Graduate student and GTRA Michael Kosiek said it was the support of fans that originally gave the band the idea to record.
“People were egging us on, asking us about [a CD] and putting the idea in our heads that we should have something to show what we’ve done over the past couple years and have something tangible to remember us by,” Kosiek said.
After that, Kosiek said the band probably spent at least 200 hours creating the CD. He said the band wanted to make sure it was something they were proud to call their own, and they were willing to work out the kinks, learning the process of home recording and overcoming minor arguments throughout the process.
“There was definitely some brotherly and sisterly arguing — we’re kind of like a big family,” Kosiek said. “All in all I think it did help us grow as a band … I think it was all for a good purpose.”
Not only did the band learn to manage tension during the recording process but Kosiek said recording also taught them more about their music. By examining the songs closely during recording, the musicians got to know their original songs better than before, he said.
After all the work the group dedicated to the project, Kosiek said he is excited to see the CD gaining interest. He said he was not expecting to go through their first 100 disc order so quickly, and the fact that only 40 CDs remain from their first order disproves his belief that there was not much interest in the band’s music.
“We just wanted to do something we were proud of and had a lot of fun doing,” he said. “It’s kind of a surreal kind of feeling that people actually spent their money on it. It’s nice to know people are still willing to support local acts and live music.”

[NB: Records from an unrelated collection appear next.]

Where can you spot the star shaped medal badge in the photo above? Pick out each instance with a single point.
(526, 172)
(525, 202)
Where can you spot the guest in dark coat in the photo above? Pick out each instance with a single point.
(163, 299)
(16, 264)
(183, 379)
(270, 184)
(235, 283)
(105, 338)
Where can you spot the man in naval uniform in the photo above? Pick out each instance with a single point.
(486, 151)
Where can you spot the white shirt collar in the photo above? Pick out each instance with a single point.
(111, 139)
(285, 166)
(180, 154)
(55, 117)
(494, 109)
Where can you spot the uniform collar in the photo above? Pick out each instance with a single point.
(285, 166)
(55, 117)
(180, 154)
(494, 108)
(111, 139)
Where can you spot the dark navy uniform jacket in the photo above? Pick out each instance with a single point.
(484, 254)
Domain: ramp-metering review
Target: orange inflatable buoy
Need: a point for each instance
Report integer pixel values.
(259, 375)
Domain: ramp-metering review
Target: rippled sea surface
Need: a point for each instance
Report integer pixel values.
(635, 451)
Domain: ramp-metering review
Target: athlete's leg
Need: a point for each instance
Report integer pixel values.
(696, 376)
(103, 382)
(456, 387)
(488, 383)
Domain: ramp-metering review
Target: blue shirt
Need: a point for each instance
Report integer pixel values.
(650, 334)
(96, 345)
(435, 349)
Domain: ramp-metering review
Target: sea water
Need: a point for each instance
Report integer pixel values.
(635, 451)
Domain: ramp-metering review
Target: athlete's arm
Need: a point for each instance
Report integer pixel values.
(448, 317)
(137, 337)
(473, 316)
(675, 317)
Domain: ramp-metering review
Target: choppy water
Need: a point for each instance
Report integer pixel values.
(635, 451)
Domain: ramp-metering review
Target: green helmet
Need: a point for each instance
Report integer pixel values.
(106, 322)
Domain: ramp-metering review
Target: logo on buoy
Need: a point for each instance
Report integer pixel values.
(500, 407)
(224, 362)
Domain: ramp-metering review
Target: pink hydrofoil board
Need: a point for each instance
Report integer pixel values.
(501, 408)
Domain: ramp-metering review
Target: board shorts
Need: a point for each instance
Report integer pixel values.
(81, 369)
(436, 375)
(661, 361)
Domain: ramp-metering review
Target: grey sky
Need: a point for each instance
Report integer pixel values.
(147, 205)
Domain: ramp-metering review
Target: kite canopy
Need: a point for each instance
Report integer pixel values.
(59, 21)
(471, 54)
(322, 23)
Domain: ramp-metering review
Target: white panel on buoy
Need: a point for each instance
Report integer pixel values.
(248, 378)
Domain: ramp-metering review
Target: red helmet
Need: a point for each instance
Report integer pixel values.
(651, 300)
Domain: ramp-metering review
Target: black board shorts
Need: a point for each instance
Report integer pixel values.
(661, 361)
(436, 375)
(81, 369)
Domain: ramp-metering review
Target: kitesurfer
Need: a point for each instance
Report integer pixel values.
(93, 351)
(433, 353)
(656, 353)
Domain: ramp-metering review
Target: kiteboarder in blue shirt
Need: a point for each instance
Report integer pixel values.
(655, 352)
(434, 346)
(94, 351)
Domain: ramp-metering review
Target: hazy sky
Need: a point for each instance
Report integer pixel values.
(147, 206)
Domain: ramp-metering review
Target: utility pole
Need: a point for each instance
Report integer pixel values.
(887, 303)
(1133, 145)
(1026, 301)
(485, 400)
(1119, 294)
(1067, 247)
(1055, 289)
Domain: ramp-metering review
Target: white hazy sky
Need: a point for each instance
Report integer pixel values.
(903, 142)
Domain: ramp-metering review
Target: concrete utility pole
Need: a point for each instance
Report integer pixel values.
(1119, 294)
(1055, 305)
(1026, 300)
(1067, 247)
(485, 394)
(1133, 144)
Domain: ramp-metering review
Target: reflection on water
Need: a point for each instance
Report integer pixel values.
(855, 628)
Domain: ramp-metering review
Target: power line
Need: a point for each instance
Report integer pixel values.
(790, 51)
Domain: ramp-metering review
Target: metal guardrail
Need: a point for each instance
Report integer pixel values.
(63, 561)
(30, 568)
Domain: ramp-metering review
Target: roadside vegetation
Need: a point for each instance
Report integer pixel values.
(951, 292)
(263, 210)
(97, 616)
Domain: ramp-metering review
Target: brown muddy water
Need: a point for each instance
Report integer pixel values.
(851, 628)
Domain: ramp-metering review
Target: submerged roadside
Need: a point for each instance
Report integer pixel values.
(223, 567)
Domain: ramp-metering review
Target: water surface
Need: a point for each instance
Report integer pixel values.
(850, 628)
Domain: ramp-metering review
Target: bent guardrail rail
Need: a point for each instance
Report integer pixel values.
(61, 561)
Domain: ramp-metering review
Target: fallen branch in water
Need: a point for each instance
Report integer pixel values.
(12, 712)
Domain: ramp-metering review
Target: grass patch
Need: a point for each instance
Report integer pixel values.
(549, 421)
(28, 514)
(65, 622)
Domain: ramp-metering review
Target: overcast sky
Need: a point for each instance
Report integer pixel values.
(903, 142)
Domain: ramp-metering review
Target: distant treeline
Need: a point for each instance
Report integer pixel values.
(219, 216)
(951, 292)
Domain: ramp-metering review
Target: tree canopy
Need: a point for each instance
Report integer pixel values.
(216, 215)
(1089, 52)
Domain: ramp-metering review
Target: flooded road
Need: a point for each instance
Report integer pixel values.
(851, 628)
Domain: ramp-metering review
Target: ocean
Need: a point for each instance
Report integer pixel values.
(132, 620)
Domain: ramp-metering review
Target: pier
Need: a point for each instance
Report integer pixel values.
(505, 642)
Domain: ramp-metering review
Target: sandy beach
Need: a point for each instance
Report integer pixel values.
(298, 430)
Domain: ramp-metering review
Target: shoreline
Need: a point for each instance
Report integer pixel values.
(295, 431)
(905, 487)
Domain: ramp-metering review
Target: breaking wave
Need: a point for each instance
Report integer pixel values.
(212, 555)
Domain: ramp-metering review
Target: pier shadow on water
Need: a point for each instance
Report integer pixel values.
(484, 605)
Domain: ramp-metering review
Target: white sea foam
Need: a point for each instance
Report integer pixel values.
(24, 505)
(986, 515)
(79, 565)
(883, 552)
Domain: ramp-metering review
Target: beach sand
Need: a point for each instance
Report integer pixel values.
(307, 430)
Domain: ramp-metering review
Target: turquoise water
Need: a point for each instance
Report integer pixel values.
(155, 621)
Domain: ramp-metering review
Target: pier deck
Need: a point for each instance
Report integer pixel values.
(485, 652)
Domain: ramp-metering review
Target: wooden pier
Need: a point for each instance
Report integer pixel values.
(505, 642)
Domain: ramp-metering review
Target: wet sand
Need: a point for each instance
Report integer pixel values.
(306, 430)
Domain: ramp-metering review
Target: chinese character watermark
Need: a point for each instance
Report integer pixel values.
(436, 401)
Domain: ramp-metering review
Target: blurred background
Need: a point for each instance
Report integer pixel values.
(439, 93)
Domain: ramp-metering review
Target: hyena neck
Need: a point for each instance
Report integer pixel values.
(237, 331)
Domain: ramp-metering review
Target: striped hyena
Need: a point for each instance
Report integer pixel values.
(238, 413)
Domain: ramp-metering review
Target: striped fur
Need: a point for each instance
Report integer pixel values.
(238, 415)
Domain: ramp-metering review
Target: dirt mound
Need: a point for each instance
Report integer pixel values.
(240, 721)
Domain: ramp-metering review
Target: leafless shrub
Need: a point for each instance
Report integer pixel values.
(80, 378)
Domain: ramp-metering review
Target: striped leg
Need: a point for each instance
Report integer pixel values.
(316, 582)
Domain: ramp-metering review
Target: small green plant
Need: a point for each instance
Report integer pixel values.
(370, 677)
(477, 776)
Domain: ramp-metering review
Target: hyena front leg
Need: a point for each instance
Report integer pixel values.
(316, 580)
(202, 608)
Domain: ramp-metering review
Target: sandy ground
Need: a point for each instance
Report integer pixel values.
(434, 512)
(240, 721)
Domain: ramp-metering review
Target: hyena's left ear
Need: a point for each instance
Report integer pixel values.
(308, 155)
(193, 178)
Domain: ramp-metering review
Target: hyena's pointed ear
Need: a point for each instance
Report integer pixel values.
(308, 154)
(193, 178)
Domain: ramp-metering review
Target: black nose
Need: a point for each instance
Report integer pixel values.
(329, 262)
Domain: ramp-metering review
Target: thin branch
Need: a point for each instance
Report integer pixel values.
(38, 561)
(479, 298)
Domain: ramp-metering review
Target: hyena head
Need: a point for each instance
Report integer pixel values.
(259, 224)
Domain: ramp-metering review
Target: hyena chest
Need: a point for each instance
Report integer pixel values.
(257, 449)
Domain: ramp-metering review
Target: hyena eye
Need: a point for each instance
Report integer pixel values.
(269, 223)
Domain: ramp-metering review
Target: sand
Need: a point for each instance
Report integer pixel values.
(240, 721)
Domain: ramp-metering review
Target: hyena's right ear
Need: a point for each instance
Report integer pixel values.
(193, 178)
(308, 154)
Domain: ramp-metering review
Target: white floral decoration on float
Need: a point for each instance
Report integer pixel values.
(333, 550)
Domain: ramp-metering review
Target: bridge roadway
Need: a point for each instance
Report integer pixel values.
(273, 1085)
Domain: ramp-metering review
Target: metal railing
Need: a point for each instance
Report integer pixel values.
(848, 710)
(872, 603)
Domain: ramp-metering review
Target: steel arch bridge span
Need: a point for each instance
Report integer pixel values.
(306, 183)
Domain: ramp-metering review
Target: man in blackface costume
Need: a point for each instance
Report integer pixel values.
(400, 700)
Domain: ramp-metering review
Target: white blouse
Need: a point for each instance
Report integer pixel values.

Senior drummer Paul Hadwiger said he agreed the project was a growing experience for the band. Discipline, patience and consistency were key to the success of the project, he said.
“You had to do a lot more personal work in your recording,” Hadwiger said. “Everyone had to practice more, had to work harder on their own individual playing, so everyone kind of grew more as musicians with this project.”
Hadwiger said he hopes “Mighty Fools” will give more people the opportunity to listen to The Busted String Band and increase enthusiasm for live performances.